As much as I plaster CONTACT or informational links to contact and/or request in an attempt to explain to this folks that I'm able to provide updates on-the-fly or very extensive materials from outside my websites?

Visitors seem to favor avoiding contact.

The trend towards lack of referrer continues.

I tend to believe that for content similar to my pages there will come a time of either 1) subscription, 2) registraion or 3) a redirect from a white-list for lack of either of the above.

I see visitors going through page after page looking for material that they either cannot find for lack of proper search tecniques or the material doesn't exist at all on any web page (not just my sites).

Don

abates

10:37 pm on Jul 24, 2006 (gmt 0)

10+ Year Member



Referrer stripping I don't mind so much. If people need the illusion of privacy...

Though I do mind when the referrer field suddenly contains "Blocked by Firewall X" or "****:+++++++++++++++++" and then they don't see my graphics because the crud messes up the graphic hotlink prevention.

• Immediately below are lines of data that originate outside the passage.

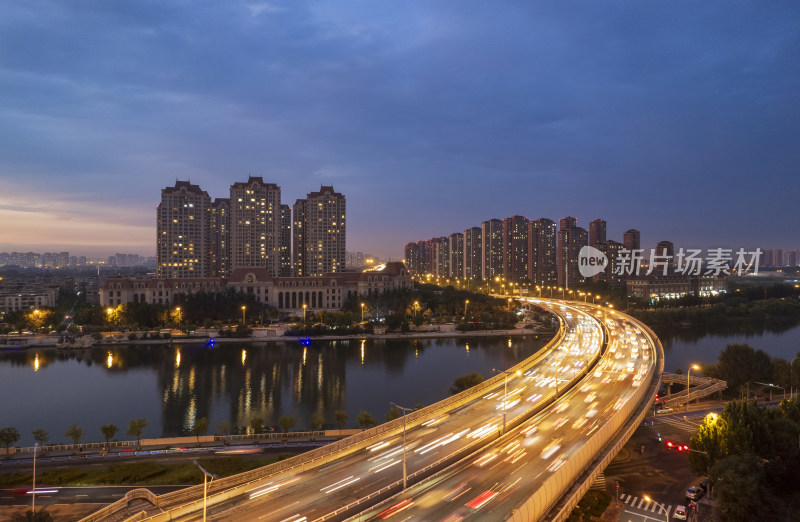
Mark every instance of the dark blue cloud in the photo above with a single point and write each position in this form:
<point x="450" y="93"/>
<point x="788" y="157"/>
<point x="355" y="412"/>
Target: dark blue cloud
<point x="679" y="119"/>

Now that *does* break the RFC.

I'm tempted to serve people using those an error 500 and a message telling them their referrer string is invalid. :P

incrediBILL

12:24 am on Jul 25, 2006 (gmt 0)

WebmasterWorld Senior Member 10+ Year Member Top Contributors Of The Month



If you're UA doesn't start with "Mozilla/" or "Opera/" I bounce you like a robber ball off a brick wall so pick your UA wisely as most of that garbage will keep you out and something like Google might get you banned.

Pfui

2:16 am on Jul 25, 2006 (gmt 0)

WebmasterWorld Senior Member 10+ Year Member Top Contributors Of The Month



I used to think blocking every UA not beginning with Mozilla was gonna be easy... HA! No Easy Way for Me!

Currently, in addition to blocking 278 UA 'parts' with SetEnv --

SetEnvIfNoCase User-Agent "(Dawang¦Directory¦DNS-Digger¦dnsdigger¦Download¦DTS¦Dulance)" no_way

-- I'm also blocking 312 permutations of Mozilla, all of which have been added by hand as encountered (or spotted by this forum's illustrious, if O-C, denizens:) --

RewriteCond %{HTTP_USER_AGENT} ^Mozilla.*(Dominator¦Dotsafe¦DnloadMage¦Download¦DreamKey¦DreamPassport¦DTS¦DTS.Agent¦Dulance¦Dummy) [NC,OR]

There's some overlap between the two (and plenty of needs-streamlining code, tenkewveddymuch:) And I could just combine everything. But many of the blocked Moz users are rewritten off-site to an appeal page, whereas the SetEnv users are 403'd on the spot.

Plus when used in tandem, SetEnv and RewriteCond act as a belt-and-suspenders arrangement when I forget a crucial [OR] or \.